NorthernMama 03-29-2009 01:58 PM

I'll wait for pics before commenting.

cherriebark 03-29-2009 02:12 PM

Actually this is a different horse. My mare is lame after a trim, and my farrier tells me that this is because the blood flow is increased in her hoof and she has more feeling sensation. I am a little scpetical, but this farrier comes highly reccomended. She says that my mare (Sierra) needs her hooves kept short so that there is less pressure on the nerves or something. If her hooves get too long, the blood flow will decrease and she will be less lame, but the healing will slow. I don't understand it, this is just what my farrier tells me.

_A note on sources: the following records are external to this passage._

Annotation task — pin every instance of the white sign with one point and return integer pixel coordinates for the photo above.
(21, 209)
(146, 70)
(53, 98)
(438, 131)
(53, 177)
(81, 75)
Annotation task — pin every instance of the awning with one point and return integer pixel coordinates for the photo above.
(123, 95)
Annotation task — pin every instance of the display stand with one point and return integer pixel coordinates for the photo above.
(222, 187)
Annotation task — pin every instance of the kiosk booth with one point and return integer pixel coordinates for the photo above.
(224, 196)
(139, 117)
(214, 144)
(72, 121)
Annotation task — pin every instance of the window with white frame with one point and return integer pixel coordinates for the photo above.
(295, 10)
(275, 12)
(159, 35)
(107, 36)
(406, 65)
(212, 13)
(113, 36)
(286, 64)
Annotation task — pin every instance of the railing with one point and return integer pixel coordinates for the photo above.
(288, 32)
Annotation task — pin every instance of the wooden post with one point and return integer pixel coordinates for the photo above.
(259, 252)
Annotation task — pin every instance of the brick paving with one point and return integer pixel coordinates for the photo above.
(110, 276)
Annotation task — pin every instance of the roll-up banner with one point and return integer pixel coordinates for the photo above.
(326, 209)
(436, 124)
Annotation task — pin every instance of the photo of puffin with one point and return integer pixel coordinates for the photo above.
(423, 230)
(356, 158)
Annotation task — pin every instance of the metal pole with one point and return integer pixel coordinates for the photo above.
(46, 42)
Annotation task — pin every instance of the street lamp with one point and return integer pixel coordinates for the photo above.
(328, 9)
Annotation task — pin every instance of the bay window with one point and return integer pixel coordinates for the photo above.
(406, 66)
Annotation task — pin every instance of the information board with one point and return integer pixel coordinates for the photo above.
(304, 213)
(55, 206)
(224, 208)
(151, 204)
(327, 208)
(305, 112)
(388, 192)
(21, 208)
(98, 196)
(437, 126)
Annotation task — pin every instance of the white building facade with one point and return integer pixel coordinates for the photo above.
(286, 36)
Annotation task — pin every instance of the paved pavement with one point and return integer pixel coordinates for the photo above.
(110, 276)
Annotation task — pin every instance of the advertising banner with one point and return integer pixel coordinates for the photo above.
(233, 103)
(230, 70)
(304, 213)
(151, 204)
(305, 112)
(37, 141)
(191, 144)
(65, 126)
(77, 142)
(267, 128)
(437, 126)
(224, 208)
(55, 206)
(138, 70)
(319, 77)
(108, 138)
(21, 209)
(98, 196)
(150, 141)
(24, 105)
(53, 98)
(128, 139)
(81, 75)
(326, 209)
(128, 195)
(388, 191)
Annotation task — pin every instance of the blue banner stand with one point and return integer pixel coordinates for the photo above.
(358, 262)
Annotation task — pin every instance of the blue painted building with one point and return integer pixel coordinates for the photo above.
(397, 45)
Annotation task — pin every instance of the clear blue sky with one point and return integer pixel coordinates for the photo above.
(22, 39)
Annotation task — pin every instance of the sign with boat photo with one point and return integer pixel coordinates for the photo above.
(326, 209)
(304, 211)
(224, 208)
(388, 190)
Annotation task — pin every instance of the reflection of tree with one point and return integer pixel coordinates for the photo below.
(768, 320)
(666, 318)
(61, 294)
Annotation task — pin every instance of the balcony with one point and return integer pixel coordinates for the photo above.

The gelding, on the other hand, is totally sound. He has an old splint on his front leg that doesn't bother him, and this new weird crack on his front hoof....

NorthernMama 03-29-2009 02:46 PM

Yes, cherriebark -- I read and re-read what I originally posted and then corrected myself... I did respond on your other thread about the mare.

barefoothooves 03-29-2009 07:56 PM

A horizontal crack is usually an old abscess or "gravel" that blew or popped in the hairline. It can come and blow without your knowledge or the horse ever taking a bad step. A blow to the area while that section of hoof wall was growing can cause a weak section that cracks, and it's no big deal. As long as the hoof seems otherwise sound and it's relatively small, just don't worry about it. It will grow down the hoof wall, and then the only problem it's likely to pose is wanting to chip off as it reached ground level. Your farrier will address it as it approaches the ground, and it can make it hard to hold a shoe on while that section grows out. If the horse is barefoot, it's not an issue.
Your farrier is right, in that when shoes are removed or a trim is corrected, increased blood flow means the body starts healing little things it couldn't before and abscesses can be part of that healing process. If it happens a lot, though, I'd look into dietary issues, such as too much sugar or starch (grain, molasses, corn, certain grasses, etc).